The regulations, which finalize a July 2012 proposal, bar creditors from attaching balloon payments to high-cost loans, except in rural and underserved areas. The rules also ban certain fees on modifying high-cost loans, and cap late fees at 4% of the payment that was missed. The regulations also stop lenders from incorporating closing costs into the loan amount for high-cost loans and bans prepayment penalties.
"Today's changes will better help consumers to understand the real costs of owning a home while protecting them from harmful practices that can trap them into high-cost mortgages," CFPB Director Richard Cordray said in a press release.

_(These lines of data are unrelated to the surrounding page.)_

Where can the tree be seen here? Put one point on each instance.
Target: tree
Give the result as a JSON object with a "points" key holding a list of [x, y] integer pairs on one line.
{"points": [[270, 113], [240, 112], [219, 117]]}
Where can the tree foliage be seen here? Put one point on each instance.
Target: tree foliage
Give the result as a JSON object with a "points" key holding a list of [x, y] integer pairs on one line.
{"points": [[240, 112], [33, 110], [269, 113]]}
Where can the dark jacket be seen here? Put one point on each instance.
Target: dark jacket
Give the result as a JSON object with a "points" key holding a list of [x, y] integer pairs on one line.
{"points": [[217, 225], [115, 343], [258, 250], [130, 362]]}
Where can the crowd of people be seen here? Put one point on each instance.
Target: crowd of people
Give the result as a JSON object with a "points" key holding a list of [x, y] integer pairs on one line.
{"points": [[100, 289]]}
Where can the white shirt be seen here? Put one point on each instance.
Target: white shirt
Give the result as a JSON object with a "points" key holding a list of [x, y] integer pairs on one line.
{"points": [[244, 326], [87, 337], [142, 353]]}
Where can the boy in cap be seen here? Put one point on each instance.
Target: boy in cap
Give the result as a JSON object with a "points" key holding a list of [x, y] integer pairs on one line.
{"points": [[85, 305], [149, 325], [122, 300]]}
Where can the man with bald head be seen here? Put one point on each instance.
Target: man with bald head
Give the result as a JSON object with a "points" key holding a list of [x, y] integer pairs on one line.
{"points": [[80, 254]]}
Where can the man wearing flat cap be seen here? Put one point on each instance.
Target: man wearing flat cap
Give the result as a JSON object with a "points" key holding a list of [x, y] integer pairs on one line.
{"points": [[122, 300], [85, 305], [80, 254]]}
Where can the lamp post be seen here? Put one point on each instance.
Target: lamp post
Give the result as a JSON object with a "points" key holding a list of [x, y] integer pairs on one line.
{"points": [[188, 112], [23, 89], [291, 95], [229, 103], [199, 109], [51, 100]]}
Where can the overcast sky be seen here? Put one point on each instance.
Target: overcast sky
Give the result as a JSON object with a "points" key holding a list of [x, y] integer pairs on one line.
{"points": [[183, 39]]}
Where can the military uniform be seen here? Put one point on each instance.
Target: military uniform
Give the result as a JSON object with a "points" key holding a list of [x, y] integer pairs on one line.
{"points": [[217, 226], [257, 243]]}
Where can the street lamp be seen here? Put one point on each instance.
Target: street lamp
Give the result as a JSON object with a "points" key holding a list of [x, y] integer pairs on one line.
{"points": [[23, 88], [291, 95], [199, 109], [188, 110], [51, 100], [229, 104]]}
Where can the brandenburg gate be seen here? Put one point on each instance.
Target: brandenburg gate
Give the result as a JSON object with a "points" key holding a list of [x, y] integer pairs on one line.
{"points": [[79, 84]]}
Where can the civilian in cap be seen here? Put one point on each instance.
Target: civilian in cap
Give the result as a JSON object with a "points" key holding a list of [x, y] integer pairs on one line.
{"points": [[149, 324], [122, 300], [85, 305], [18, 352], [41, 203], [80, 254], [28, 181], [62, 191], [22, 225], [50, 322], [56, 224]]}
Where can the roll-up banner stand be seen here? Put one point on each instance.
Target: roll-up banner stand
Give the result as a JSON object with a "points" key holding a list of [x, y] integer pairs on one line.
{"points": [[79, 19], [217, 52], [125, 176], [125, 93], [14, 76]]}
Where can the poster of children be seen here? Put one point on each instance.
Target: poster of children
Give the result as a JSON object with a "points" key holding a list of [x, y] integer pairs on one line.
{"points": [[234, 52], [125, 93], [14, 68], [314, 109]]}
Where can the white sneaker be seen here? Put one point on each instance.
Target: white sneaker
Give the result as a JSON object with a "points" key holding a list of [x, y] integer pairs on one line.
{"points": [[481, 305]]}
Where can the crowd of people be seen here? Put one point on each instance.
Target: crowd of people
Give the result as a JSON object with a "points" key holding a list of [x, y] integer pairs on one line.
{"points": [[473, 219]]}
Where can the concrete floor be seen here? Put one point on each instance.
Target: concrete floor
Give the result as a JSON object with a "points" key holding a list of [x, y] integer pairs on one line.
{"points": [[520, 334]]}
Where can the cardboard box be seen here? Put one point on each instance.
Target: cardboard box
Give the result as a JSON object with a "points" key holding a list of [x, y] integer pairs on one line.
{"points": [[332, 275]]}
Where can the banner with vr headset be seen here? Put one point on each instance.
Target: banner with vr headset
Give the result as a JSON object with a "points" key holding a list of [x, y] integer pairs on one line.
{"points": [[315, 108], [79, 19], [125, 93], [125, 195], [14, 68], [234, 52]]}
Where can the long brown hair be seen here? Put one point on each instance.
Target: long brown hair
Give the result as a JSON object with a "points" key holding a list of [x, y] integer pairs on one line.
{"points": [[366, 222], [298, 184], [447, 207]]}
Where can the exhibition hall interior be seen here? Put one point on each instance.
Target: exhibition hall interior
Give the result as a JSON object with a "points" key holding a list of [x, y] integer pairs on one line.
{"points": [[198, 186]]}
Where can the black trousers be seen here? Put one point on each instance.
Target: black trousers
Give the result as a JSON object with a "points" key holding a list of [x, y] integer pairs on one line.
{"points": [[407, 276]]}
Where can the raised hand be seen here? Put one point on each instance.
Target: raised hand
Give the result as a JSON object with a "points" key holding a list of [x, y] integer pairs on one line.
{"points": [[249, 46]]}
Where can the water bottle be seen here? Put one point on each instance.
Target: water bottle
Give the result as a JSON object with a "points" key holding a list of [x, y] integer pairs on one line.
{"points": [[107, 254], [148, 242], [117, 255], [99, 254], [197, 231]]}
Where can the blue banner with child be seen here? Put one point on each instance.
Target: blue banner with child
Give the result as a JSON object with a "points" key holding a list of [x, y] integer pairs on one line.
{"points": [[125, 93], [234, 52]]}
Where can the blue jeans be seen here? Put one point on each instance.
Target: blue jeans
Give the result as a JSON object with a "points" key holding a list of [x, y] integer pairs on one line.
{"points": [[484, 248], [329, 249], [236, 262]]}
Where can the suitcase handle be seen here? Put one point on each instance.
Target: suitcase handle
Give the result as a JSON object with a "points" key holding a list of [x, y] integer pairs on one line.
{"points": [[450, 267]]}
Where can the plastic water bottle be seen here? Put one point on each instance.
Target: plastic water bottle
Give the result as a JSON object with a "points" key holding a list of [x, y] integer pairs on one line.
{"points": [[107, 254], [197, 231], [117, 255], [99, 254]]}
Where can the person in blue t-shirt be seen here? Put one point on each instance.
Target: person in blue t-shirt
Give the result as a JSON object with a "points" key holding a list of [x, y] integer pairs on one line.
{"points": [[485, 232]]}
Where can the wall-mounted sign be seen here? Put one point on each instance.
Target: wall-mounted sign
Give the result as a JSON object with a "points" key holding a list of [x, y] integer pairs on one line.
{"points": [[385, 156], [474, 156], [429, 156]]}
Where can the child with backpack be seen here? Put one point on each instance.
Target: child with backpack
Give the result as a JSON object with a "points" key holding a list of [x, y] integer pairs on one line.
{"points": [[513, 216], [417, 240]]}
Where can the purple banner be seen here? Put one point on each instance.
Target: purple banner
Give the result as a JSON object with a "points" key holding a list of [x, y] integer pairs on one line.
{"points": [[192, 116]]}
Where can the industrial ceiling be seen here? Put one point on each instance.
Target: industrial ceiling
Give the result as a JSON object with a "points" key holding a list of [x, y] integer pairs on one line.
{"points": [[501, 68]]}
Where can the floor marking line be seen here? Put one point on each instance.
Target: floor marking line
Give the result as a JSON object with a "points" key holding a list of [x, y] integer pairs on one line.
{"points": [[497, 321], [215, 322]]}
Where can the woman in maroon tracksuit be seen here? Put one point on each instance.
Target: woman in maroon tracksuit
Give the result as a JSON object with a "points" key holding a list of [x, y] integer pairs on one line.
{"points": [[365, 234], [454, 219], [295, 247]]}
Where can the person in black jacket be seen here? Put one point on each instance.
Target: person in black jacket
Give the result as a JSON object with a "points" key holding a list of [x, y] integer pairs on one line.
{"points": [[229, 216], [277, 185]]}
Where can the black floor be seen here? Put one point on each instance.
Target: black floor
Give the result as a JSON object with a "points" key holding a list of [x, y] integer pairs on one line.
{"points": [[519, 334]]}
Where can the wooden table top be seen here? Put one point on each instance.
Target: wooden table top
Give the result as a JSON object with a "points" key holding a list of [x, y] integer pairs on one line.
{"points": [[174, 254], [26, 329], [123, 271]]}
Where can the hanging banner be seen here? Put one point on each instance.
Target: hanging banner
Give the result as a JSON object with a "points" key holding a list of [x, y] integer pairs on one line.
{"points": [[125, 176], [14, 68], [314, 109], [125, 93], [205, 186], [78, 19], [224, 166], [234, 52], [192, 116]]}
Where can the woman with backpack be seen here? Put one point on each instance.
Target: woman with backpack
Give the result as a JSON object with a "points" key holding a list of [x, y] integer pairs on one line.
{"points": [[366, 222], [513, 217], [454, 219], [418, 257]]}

The protections for high-cost loans originate from the 1994 Home Ownership and Equity Protection Act. The rules not only implement Dodd-Frank Act provisions that strengthened the HOEPA restrictions but also those expanding the universe of high-cost loans subject to the protections. Home-purchase loans and home equity lines of credit are now covered, and the rate and fee triggers for what constitutes a high-cost loan were also revised. For example, a loan over $20,000 with points and fees that exceed 5% of the loan amount is now considered high-cost, down from the previous 8% trigger. First-lien mortgages with an annual percentage rate 6.5 percentage points above the prime rate is also considered high-cost.
Meanwhile, the CFPB is also requiring housing counseling for borrowers before they take out a high-cost mortgage, and increasing from one to five years the minimum duration of an escrow account associated with such loans.